Lembram-se certamente da marca e, sobretudo, lembram-se da publicidade que a divulgava.
Não estava consciente dos problemas que a marca enfrentava em Portugal e, em bom rigor, o crescimento generalizado da indústria de roupa interior e todo o espetáculo montado em seu torno com o aparecimento de diversas marcas, cada uma mais arrojada que a outra, confesso, fez-me esquecer da existência da Triumph.
Só me dei conta da situação quando, no início da semana, vi uma reportagem na televisão – um direto – em que as trabalhadoras da fábrica de Sacavém se manifestavam à sua porta, em forma de vigília.
As declarações feitas pelas trabalhadoras para as câmaras de televisão em nada divergem das centenas que já vimos noutras situações análogas um pouco por todo país. No entanto, houve uma trabalhadora que cativou a minha atenção. Uma senhora em idade de pré-reforma que, com um ar impassível, no fim da tarja que dizia “SOS trabalhadoras da Ex-Triumph”, tricotava freneticamente uma peça de lã. Estranhamente, nenhum entrevistador astuto se lembrou de perguntar que peça tricotava ela, mas certamente seria uma roupinha para o netinho.
Em poucos segundos, todo o imaginário de jovem que tinha da marca Triumph se esfumou à velocidade a que a senhora do croché tricotava a peça de roupa durante a vigília.
Brincadeiras à parte, até porque o assunto é sério, o meu desejo é que os direitos das desafortunadas trabalhadoras da fábrica Triumph de Sacavém sejam salvaguardados e que tudo corra pelo melhor.
Mas a imagem da senhora do croché é marcante.

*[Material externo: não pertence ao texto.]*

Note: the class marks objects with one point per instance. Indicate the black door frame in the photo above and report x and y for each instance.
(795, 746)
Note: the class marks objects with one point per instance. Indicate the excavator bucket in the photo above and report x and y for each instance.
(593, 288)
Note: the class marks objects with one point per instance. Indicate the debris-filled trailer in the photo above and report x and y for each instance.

É como que uma aceitação da inevitabilidade deste tipo de processo que, neste caso em concreto, não deixa de ser estranho. Porquê? Pela simples razão de que, em 2017, a TGI-Gramax (empresa que comprou em 2016 a Triumph Portugal) tinha anunciado um investimento de 1 milhão de euros para modernizar a unidade, que havia fechado o ano com um volume de negócios de 20 milhões. Ora, um ano depois, decide deitar ao lixo esse investimento?
A senhora do croché serve apenas de analogia para lembrar que o problema da deslocalização de unidades industriais é uma realidade, mas não tem de ser uma inevitabilidade.

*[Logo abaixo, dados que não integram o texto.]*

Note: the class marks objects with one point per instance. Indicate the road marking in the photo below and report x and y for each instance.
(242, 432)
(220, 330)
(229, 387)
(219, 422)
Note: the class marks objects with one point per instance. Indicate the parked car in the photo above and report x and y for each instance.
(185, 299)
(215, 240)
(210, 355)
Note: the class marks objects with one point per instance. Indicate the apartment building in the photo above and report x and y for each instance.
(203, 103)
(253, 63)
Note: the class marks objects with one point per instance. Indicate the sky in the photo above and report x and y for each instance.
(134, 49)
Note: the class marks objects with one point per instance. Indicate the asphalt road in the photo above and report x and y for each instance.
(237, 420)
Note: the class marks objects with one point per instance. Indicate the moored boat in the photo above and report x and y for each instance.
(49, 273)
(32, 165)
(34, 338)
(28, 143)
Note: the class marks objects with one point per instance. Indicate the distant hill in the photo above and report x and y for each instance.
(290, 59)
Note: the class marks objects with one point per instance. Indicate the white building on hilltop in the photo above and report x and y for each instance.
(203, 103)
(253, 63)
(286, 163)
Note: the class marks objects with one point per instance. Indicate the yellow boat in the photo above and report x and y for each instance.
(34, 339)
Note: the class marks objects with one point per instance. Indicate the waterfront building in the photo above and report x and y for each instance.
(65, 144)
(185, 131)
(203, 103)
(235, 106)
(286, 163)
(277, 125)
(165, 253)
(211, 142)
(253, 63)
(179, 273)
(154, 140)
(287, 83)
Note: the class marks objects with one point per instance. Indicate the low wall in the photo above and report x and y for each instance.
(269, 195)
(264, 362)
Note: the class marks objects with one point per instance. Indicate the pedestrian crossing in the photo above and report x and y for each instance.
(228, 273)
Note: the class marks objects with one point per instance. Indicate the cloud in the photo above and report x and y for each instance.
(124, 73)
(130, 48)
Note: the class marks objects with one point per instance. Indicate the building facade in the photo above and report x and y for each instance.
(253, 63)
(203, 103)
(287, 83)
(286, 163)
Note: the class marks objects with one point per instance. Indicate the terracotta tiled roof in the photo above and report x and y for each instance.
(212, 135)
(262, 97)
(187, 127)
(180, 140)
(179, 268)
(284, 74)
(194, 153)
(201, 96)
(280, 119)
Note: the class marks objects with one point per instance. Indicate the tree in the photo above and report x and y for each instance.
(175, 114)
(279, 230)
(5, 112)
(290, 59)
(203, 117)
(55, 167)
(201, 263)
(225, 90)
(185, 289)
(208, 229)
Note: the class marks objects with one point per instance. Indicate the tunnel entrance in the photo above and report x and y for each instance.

Tem de haver bom senso, e a solução para evitar estes fenómenos não está nem na passividade nem na combatividade exacerbada dos trabalhadores (como aquela a que temos vindo a assistir na Autoeuropa). O problema da deslocalização é o mesmo há décadas e basta olhar para os EUA para perceber o seu impacto e, pior ainda, os possíveis resultados (dando margem a líderes como Trump).
Este problema na Europa (pois não é só em Portugal que ele existe) tem de ser tratado de forma concertada e regulada. É uma matéria do interesse comum, e não apenas de um ou dois países isoladamente. Desconheço (confesso) se é um assunto debatido com seriedade no conselho da UE, mas se não o é, em defesa das senhoras do croché do nosso país, seria bom que fosse.